Know your body, and it's limits. If you have an injury, or a disorder in say bone structure, you can seriously risk permanent injury from using stretches which while beneficial to others, can be harmful to your own body.

And in that, choose training partners who will assist and push you, not force. Your body is resilient, but a lot of MA people have a gung-ho attitude where they take pride in puking after practice. Pushing oneself gives growth, stretching oneself only does harm, and in the long run retard. Have trained for nearly two decades, I find it a BLESSING I have no injuries which are long term, and inhibiting my martial arts which is a very, very common tragedy.

A lot of the people I associate with are martial artists, and there is a particular individual I have trained with for many years, who is suffering many debilitating problems to his body from subjecting it to improper training. While he may be a beast in a confrontation, we have a nickname for him of 'old man Alec'. Fortunately he has found stretching, focused on realligning joints over time, to be very beneficial, but he is doing this with the assistance of a yoga chiropractor. Alec btw is 19.


----------



## luckiest

I can kick just about at head height but not above. As a kid it was easy! When I started again as an adult, I was in reasonably good shape (mostly from jogging) so I found I was nearly there, and just from practising kicking in class over the last year I've increased my height.

My favourite stretch is to get someone else to hold my leg up high, it's a more difficult stretch than doing it yourself but you do notice the difference. Basically you lean against a wall and they lift your leg up and hold it up and then slowly push it up further. I also do all the typical ones of touching toes, butterfly etc.

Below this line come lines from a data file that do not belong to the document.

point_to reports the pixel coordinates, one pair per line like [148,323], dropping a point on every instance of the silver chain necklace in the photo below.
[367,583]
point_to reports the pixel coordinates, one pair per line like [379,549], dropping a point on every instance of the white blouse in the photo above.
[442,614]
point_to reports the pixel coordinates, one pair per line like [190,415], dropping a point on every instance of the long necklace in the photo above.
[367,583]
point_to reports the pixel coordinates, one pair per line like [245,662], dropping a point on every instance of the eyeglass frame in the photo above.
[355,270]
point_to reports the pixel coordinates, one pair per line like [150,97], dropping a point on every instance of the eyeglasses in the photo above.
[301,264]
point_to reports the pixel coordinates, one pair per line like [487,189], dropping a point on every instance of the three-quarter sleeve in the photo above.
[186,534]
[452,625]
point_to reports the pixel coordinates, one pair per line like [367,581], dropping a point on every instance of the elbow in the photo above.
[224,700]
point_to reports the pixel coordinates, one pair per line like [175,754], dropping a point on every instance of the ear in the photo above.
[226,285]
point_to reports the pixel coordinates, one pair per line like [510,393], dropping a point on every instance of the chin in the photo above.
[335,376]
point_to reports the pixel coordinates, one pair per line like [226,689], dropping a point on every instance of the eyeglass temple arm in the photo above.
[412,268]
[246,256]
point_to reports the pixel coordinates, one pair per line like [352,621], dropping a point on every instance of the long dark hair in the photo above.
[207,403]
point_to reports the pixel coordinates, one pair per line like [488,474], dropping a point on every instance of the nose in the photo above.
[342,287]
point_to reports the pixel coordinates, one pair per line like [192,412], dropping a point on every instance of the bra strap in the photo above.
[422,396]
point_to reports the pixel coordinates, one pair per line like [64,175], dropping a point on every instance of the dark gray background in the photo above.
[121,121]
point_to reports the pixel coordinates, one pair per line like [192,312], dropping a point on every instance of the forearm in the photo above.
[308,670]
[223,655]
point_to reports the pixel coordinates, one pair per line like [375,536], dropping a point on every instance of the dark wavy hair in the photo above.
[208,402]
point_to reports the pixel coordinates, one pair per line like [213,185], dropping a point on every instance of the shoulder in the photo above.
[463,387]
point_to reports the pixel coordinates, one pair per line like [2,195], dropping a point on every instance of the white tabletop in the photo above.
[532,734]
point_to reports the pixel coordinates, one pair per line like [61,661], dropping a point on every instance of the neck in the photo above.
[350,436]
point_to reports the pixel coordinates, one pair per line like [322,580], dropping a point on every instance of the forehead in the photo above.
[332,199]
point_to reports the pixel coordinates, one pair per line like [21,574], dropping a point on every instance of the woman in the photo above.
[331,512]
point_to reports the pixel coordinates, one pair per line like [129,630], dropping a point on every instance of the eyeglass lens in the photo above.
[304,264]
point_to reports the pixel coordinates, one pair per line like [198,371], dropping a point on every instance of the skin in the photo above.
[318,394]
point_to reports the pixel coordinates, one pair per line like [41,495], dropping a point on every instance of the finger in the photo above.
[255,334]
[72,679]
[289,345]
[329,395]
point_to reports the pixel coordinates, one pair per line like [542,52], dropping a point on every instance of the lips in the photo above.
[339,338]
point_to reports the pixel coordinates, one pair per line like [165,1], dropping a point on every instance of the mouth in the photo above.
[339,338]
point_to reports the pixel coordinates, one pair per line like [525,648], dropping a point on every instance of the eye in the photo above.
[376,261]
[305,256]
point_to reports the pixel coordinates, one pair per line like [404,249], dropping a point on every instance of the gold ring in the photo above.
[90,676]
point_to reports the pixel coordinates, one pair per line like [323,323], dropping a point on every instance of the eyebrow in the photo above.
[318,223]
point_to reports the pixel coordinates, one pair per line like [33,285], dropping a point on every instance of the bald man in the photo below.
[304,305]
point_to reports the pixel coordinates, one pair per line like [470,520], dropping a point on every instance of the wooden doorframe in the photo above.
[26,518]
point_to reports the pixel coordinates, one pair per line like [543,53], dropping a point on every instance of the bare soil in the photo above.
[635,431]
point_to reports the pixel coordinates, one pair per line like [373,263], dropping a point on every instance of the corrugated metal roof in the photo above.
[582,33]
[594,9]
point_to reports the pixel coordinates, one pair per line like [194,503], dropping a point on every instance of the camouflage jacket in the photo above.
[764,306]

A lot of people in my class kick way above their head but to be honest I think that's too high, looks good but in a practical situation I think you'd have less strength that high and maybe even miss their head! Compared to say kicking them in the body to push them away.


----------



## rframe

Here's a few videos I've found on improving kicking flexibility and strength, to improve kick power, height, and accuracy.  They all seem to agree that it's a simple matter of frequency and quality of practice.

http://www.youtube.com/watch?v=7zHWAbvShNM


----------



## Zenjael

curiously, when I switched from WTF TKD to Chung Do Kwan, I noticed that my kicking height increased because of the chamber. Over time it's gotten more and more height, so that I can now kick vertically straight up. The only stretch I've done consistently, constantly, everyday, is the butterfly stretch, which is I've also heard very bad for you. But it's why I think my kicks are as they are.


----------



## Toast_in_the_Machine

As someone who started MA late in life (40's). but in above average shape (I did a 5k on a whim and posted a reasonable time), and who had spent their youth doing just about every sport a boy could play (soccer, basketball, baseball, etc.), I still 4 years on struggle to execute certain types of kicks high enough to use effectively in a TKD sparring match.

I can execute crescent kicks to score to the head but not side kicks. This is how I was after the first day of training, but my side kicks, round kicks and hook kicks are only now slowly moving up from above the belt height.

What helps me is (1) I determined if it was strength or flexibility - they lead to different types of exercises (for me it was just flexibility).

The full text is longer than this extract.